Fig. S2

Waif1a acts as inhibitor of Wnt/β-catenin signaling in zebrafish embryos and HEK293T cells, related to figure 2.

(A-B) Rescue of wnt8 induced anteroposterior patterning defects by waif1a is evident at early somitogenesis.

(A) Classes of phenotypes produced by wnt8 RNA overexpression assayed at the 1 somite stage by whole mount in situ hybridization using the forebrain marker foxg1a (BF1, arrowhead), the midbrainhindbrain boundary marker her5 and the posterior mesoderm marker tbx6. Class 1, foxg1a reduction; class 2, reduction in length between anterior end of the embryo and the her5 domain; class 3, loss of foxg1a; class 4, radial expansion of tbx6.

(B) waif1a RNA (60 pg) coinjection reduces the severity of phenotypes induced by 1.6 pg wnt8 RNA as assayed by the criteria defined in A and compared to embryos coinjected with equimolar amounts of Renilla Luciferase (Rluc) negative control RNA. *, p<0.05, Chi-Square test.

(C) Overexpression of waif1a in zebrafish embryos interferes with wnt8-induced activation of a coinjected firefly luciferase reporter for β-catenin signaling.

pBAR DNA (80 pg) plus 4 pg pGL4.73 hRLuc/SV40 was injected with 40 pg wnt8 or equimolar amounts of tomato control RNA. Firefly and renilla luciferase levels were determined during gastrulation. Reporter activity was normalized to renilla levels and is shown relative to tomato RNA control injected embryos. *, p<0.05, Student´s t-test.

(D) Inhibitory ability of Waif1a towards different Wnt ligands in zebrafish embryos and HEK293T cells. n.d. = not done

(E) Waif1a-GFP interferes with Wnt8-induced pBAR activation in HEK293T cells in a dosedependent manner. Firefly reporter activity normalized to levels of ubiquitously expressed Renilla luciferase are shown relative to vector transfected controls. +, 10 ng Waif1a-GFP, ++, 80 ng, +++, 160 ng.

(F) Waif1a inhibits Wnt8-induced activation of another transcriptional reporter of β-catenin signaling, SuperTopflash. Firefly reporter activity normalized to levels of ubiquitously expressed Renilla luciferase are shown relative to vector transfected control cells. ***, p<0.001, Student′s t-test.

(G-H) Waif1a reduces Wnt3a-induced stabilization of cytosolic β-catenin.

(G) Total β-catenin was detected on Western blots of the cytosolic fraction of HEK293T cells 12h after stimulation with Wnt3a conditioned medium.

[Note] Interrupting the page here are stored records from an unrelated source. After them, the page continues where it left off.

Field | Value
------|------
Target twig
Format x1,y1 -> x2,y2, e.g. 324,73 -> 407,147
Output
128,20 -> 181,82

(H) Quantification of data shown in (G).

(I) Zebrafish waif1a MO1 is functional. Injection of waif1a morpholino 1 which is antisense to the waif1a 5′UTR suppresses translation of a reporter construct RNA containing the waif1a 5′UTR and GFP open reading frame.

(J) waif1a knockdown sensitizes embryos to exogenous Wnt/β-catenin signaling. Embryos injected with the indicated reagents were scored for Wnt gain-of-function phenotypes as shown in Figure 2A. Note that embryos injected with 4 ng waif1a MO1 display significantly more severe phenotypes than control embryos in response to two doses (0.4 pg, ***, p<0.001, Chi-Square-test or 1.6 pg **, p<0.01) of wnt8 RNA.

(K) Waif1/5T4 is expressed in HEK293T cells. Semiquantitative PCR for human waif1 and gapdh loading control on HEK293T cDNA and a positive plasmid control is shown.

(L-M) Western blot (L) and quantitative real-time PCR (M) showing knockdown of endogenous human Waif1/TPBG/5T4 protein/RNA in HEK293T cells transfected with hwaif1 siRNA1 or hwaif1 siRNA2 96 h after siRNA transfection.

(N) Direct Wnt/β-catenin target genes sp5l, cdx4 and vent are upregulated in embryos injected with 10 ng waif1a MO2. (sp5l 14/14, cdx4 13/13, vent 21/22 embryos). Note that the staining reaction was stopped before the wildtype expression pattern in control embryos became fully visible.